The Celtics, like many other teams, would be interested in Simmons at a reasonable price, despite some red flags. Simmons has never developed his half-court game or free throw shooting, reaching a low point during last season’s Eastern Conference semifinals when a fearful Simmons passed up a dunk late in Game 7because he seemingly wanted to avoid going to the line.
Any team that acquires Simmons would understand his offensive deficiencies. They would want Simmons for his defensive skillset and ability to play point guard and distribute. He is 6-foot-11, a masterful ballhandler, and can be a matchup nightmare — but that’s when he’s engaged and playing well. That wasn’t the case during the 76ers’ disappointing playoff elimination by the Atlanta Hawks.
The Celtics, meanwhile, have a chance to compete in the East but they’re off to a 4-6 start and turning themselves into a contender will take time barring a roster shakeup. New coach Ime Udoka is still trying to figure out rotations and how to get the best out of his roster.
Are the Celtics good enough to reach the NBA Finals as currently constructed?

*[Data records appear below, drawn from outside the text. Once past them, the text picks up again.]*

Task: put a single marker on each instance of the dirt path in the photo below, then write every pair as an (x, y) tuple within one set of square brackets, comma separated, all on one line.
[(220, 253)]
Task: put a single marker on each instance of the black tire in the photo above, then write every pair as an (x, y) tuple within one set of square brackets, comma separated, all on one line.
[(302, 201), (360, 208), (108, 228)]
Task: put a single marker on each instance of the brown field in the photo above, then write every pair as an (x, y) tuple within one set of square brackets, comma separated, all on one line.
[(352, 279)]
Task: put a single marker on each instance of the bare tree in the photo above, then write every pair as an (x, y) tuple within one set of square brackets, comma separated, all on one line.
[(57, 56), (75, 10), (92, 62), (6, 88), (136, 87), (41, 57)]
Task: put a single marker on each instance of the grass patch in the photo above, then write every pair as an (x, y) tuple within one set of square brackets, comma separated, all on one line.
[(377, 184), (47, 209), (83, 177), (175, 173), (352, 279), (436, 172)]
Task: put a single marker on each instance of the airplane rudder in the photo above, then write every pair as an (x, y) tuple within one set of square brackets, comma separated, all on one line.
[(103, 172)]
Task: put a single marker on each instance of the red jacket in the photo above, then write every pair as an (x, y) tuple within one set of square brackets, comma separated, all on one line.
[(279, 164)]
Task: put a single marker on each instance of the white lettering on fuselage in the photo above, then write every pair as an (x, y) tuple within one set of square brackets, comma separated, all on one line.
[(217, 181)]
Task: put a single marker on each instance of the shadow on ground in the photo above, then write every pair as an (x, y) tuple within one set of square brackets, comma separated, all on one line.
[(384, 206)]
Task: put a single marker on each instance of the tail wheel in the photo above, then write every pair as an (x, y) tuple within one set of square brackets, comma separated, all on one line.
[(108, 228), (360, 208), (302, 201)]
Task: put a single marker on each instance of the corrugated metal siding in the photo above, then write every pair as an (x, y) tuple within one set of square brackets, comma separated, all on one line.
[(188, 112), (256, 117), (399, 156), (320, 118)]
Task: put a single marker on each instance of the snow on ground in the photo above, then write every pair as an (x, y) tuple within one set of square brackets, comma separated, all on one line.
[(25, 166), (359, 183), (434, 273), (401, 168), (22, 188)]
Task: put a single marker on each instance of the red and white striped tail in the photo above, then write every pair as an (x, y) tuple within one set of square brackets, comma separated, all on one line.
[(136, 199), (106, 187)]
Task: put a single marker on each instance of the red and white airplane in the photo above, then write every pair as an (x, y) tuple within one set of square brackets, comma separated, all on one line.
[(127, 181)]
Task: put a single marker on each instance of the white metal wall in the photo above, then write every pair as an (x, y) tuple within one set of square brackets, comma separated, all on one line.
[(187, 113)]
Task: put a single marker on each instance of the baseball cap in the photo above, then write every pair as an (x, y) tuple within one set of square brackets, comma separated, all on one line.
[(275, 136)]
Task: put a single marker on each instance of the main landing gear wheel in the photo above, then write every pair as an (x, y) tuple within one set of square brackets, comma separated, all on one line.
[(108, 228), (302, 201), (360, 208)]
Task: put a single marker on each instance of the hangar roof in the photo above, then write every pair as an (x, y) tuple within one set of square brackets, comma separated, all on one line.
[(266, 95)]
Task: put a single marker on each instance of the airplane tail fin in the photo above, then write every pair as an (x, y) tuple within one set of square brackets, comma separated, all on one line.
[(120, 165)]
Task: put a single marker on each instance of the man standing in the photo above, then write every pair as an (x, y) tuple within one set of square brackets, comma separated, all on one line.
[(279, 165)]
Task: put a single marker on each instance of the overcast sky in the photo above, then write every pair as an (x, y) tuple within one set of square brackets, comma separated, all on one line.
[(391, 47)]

Probably not. Could they use Simmons, and would he blend well with Tatum and Brown? Yes.
But the 76ers aren’t likely to do a deal without Brown being included and that’s a nonstarter for Stevens. You don’t give up a player entering his prime – health issues are the only thing stopping Brown from being a top 20 player – and to trade him to a division rival from the currently mercurial Simmons would be a grave mistake.
Would the Celtics offer other pieces for Simmons? Yes. A natural inclusion would be Marcus Smart, who just signed a four-year contract extension. The Celtics would also likely have to include another standout player, an expiring contract, and multiple first-round picks. And there’s no guarantee that offer wouldn’t still make Morey scoff.
Stevens knows he constantly has to pursue ways to improve his roster, especially with Brown and Tatum entering their primes, Al Horford playing well at 35, and a young and improving bench.
The reason Simmons remains in Philadelphia is the high price. What’s ironic is that Simmons’ trade value may be at a low point because of his playoff performance and the 76ers’ success without him.
It’s quite likely Philadelphia leaked the information reported in The Athletic about Brown being a must in any Simmons deal to drive up trade value. Simmons has three years left on his contract after this season totaling $113 million, so acquiring him is a major commitment that would have cap ramifications for years.
The Celtics are saving a maximum salary slot for this summer to pursue perhaps Washington’s Bradley Beal or Chicago’s Zach LaVine. Such an acquisition would give Boston a new Big Three and could turn the Celtics into title contenders.
Stevens will be extra careful with roster additions, but if that means trading Brown, he is highly likely to pass, especially for a player as flawed as Simmons.
Can Udoka, who coached Simmons in Philadelphia as an assistant, get the best out of the former No. 1 overall pick? Yes. Would Simmons be interested in coming to Boston? Yes, according to a league source. And while Stevens has shown a willingness to take chances in his brief tenure as team president, he is understandably going to walk back these rumors and refute them immediately.
Simmons should only be a consideration at the right price, and that price likely will never be to Stevens’ satisfaction as long as Morey is willing to wait months — or even years — to make a deal and he continues to request All-Star players in return for someone whose stock is at an all-time low.